Marie Rose Sauce was made famous by Britain's first television chef in the 1960s, Fanny Craddock. The main ingredients include mayonnaise and tomato ketchup and in fact you can make an even quicker and simpler version using simply these two ingredients. Serves 4 – 6

Course Condiment
Cuisine British
Keyword Ketchup, marie rose, mayonnaise
Prep Time 5 minutes
Author Susan

Ingredients

  • 60g/4 tablespoons good quality mayonnaise
  • 50g/3 tablespoons ketchup, preferably homemade
  • 30g/2 tablespoons double cream
  • 1 teaspoon lemon juice
  • 1 teaspoon Noilly Prat or vodka, (optional)
  • ½ teaspoon Worcester sauce
  • ⅛ teaspoon Tabasco
  • large pinch of freshly ground black pepper
  • pinch of cayenne pepper, optional and/or to taste
  • salt, to taste (See Recipe Notes)

Instructions

  1. Collect together your equipment (see Recipe Notes below) and ingredients.
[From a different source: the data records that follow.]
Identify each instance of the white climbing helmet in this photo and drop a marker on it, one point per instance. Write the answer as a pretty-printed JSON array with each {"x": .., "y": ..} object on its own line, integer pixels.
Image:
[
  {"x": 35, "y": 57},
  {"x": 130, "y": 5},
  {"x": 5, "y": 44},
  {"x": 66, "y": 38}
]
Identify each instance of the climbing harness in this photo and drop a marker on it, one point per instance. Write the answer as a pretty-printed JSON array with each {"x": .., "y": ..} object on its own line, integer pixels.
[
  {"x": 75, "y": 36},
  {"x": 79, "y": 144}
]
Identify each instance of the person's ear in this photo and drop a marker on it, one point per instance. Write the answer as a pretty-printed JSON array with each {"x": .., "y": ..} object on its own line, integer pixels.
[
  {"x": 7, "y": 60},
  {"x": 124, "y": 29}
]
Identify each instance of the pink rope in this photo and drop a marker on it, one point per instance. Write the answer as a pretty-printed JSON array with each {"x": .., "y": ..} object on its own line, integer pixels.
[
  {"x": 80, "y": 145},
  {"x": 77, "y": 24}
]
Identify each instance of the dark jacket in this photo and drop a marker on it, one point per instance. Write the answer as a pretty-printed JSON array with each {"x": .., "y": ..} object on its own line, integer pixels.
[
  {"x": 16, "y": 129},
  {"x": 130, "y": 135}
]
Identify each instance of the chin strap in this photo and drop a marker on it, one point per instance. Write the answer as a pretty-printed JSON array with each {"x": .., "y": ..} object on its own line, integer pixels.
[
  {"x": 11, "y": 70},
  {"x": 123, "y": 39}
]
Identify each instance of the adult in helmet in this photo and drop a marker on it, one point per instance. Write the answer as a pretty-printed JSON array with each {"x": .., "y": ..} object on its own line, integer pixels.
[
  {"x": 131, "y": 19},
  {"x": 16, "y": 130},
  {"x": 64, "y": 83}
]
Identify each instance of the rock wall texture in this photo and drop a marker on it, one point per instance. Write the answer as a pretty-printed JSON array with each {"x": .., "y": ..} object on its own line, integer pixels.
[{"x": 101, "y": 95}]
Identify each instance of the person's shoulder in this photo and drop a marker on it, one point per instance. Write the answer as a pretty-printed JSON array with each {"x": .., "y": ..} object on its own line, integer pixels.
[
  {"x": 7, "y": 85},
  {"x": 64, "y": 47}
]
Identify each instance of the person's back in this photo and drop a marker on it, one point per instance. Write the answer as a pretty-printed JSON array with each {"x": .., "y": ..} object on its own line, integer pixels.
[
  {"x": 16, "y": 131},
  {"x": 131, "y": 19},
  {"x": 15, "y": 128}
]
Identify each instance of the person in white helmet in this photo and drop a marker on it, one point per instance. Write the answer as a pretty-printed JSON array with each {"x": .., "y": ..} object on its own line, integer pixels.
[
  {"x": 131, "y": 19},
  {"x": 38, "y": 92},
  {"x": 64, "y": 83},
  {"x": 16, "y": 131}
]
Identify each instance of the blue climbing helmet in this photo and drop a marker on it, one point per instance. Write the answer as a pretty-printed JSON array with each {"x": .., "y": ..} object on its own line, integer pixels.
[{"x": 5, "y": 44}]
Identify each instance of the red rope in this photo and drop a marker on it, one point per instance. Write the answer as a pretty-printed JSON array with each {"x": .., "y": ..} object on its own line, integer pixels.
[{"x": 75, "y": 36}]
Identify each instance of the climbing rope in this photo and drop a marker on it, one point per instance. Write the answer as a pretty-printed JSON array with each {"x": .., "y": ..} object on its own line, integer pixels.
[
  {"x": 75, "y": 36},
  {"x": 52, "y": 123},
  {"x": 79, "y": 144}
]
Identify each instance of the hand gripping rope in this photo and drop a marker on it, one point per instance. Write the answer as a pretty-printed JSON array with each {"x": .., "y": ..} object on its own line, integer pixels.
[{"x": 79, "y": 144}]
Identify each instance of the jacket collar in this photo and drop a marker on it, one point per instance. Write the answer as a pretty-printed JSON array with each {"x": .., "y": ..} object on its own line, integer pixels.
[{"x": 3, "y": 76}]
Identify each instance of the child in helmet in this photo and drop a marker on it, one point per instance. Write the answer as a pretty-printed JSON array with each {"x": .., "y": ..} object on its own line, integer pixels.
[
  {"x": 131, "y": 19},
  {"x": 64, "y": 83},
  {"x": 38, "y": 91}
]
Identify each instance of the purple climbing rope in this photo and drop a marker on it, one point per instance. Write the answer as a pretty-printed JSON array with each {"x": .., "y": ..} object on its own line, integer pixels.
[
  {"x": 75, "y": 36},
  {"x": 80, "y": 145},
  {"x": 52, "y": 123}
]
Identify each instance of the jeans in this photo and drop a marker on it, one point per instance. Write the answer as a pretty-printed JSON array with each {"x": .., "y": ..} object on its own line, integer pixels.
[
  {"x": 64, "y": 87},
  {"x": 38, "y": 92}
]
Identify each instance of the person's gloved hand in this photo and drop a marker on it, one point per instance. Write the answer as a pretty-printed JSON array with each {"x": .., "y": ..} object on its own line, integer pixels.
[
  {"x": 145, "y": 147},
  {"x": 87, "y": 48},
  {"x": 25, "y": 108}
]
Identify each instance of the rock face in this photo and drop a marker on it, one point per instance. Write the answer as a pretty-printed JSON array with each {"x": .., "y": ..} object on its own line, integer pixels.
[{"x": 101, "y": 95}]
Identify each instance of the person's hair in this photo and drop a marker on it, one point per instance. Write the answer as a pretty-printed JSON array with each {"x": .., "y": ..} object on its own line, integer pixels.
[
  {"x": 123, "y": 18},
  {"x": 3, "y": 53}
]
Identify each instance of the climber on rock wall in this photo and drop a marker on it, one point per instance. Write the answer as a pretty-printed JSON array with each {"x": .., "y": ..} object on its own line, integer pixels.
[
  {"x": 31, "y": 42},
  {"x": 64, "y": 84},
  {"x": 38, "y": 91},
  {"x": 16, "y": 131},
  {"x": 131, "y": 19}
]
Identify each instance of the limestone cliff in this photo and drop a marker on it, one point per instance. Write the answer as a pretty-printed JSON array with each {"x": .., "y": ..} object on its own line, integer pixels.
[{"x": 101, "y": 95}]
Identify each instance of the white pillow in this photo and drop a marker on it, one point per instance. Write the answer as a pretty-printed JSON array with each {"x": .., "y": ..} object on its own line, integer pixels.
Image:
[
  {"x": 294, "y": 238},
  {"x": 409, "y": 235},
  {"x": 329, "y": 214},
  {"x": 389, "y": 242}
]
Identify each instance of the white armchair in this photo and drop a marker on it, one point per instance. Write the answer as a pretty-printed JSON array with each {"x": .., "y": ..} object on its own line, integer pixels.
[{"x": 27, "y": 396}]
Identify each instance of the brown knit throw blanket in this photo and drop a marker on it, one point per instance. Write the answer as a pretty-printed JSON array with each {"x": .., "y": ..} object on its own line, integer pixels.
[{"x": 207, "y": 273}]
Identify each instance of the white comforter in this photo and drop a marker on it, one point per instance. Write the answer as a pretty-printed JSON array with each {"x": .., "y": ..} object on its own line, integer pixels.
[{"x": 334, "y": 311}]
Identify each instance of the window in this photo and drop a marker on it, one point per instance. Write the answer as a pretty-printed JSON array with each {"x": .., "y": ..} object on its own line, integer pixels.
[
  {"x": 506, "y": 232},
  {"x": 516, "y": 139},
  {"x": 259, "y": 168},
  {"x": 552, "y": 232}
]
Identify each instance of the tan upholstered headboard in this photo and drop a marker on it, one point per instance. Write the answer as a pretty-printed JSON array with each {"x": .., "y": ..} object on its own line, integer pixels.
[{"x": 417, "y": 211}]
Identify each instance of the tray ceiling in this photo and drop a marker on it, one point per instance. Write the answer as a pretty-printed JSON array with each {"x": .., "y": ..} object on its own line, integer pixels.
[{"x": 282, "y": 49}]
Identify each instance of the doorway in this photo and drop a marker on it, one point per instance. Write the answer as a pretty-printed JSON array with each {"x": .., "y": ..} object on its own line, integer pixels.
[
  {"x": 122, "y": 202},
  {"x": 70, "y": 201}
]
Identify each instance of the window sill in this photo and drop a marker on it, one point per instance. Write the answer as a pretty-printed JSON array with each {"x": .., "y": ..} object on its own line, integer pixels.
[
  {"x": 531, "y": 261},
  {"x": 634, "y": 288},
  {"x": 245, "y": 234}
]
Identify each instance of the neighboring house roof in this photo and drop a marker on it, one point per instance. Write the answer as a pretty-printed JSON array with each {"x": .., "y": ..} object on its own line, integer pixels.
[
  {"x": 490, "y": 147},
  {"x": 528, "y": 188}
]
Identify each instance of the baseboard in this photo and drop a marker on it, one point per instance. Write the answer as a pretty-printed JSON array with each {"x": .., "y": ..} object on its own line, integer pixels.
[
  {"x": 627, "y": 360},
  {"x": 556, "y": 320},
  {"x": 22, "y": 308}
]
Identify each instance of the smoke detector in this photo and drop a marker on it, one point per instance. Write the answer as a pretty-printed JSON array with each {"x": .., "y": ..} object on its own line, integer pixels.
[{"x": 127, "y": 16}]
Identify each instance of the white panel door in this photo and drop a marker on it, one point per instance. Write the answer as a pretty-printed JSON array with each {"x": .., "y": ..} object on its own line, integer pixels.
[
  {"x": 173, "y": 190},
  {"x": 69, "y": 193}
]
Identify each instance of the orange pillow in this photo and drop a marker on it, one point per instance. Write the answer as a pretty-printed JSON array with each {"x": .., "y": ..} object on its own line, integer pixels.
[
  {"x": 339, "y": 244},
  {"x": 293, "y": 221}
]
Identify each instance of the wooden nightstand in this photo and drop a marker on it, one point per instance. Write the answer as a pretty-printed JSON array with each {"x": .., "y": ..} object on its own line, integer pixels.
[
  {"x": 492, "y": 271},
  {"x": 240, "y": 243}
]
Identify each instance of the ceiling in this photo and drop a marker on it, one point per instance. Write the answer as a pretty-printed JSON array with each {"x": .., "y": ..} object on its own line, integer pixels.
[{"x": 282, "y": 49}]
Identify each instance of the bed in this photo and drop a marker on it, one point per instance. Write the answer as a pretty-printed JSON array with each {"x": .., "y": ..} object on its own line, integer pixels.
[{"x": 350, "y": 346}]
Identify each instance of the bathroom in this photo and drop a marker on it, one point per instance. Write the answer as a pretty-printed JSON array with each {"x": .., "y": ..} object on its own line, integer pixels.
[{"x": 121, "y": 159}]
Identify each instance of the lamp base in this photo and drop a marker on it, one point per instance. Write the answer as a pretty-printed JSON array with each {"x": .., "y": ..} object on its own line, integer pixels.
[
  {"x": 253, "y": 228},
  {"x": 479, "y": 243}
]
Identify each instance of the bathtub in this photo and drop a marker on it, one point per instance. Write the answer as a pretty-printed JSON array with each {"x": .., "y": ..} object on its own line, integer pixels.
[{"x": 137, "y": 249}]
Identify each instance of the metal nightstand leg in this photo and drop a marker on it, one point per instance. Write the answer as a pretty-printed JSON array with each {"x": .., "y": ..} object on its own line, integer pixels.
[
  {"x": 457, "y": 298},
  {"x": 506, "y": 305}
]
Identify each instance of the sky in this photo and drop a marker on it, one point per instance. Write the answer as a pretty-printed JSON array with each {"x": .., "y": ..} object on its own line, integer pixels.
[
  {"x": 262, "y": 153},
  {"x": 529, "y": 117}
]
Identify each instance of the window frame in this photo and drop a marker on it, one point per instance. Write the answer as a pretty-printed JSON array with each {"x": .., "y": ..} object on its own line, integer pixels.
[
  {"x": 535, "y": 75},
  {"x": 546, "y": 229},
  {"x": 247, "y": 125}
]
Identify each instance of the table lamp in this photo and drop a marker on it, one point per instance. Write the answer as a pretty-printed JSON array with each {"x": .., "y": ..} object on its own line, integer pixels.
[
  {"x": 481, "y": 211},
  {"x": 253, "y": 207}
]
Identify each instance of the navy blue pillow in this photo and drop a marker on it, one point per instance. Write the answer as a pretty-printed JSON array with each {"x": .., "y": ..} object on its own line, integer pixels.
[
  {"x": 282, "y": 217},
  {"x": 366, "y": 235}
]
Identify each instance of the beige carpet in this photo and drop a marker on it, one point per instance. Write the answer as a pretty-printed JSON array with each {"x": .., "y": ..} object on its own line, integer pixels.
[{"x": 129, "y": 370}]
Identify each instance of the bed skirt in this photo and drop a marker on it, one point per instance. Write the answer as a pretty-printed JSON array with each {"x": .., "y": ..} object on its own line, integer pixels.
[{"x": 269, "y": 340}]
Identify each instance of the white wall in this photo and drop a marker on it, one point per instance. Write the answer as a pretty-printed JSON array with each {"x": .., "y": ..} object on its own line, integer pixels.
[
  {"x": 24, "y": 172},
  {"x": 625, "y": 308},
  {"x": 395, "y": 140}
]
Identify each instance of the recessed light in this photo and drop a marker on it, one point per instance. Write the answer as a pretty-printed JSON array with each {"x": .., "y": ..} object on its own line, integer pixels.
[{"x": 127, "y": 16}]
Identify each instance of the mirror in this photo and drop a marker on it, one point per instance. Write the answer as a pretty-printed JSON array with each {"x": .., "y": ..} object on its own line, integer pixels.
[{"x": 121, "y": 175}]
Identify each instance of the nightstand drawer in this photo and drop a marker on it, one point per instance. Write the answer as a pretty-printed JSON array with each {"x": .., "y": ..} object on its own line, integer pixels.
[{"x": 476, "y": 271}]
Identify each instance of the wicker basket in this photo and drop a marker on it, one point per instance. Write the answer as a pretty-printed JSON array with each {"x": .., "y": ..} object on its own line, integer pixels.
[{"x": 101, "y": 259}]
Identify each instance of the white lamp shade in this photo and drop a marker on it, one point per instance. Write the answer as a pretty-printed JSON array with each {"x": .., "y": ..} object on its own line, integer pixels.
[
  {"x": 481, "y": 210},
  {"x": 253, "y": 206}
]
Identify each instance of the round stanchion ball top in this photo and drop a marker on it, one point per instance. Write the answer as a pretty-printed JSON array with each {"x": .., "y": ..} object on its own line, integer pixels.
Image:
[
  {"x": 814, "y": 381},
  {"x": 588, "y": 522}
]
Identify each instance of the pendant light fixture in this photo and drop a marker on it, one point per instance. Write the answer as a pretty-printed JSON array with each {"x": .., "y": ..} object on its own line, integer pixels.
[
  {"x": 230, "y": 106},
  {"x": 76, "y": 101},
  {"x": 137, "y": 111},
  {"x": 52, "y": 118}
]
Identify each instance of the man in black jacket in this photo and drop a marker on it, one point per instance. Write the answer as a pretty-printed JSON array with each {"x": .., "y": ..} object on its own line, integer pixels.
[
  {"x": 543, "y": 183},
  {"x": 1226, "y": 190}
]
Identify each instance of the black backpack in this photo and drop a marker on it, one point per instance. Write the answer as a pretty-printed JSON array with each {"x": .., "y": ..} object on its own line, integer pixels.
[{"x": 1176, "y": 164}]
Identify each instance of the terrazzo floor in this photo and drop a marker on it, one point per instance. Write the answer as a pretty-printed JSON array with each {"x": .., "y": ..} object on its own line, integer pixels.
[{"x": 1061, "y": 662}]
  2. Simply measure all the ingredients, apart from any salt, into a mixing bowl and stir together thoroughly.

  3. Taste and adjust seasoning if necessary – you may wish to add some salt.

Recipe Notes

Equipment:

  • kitchen scales and measuring spoons
  • mixing bowl

Seasoning:

I find it does not need any extra salt. Sometimes I add a pinch of cayenne pepper but it depends who I am cooking for and what I am serving it with.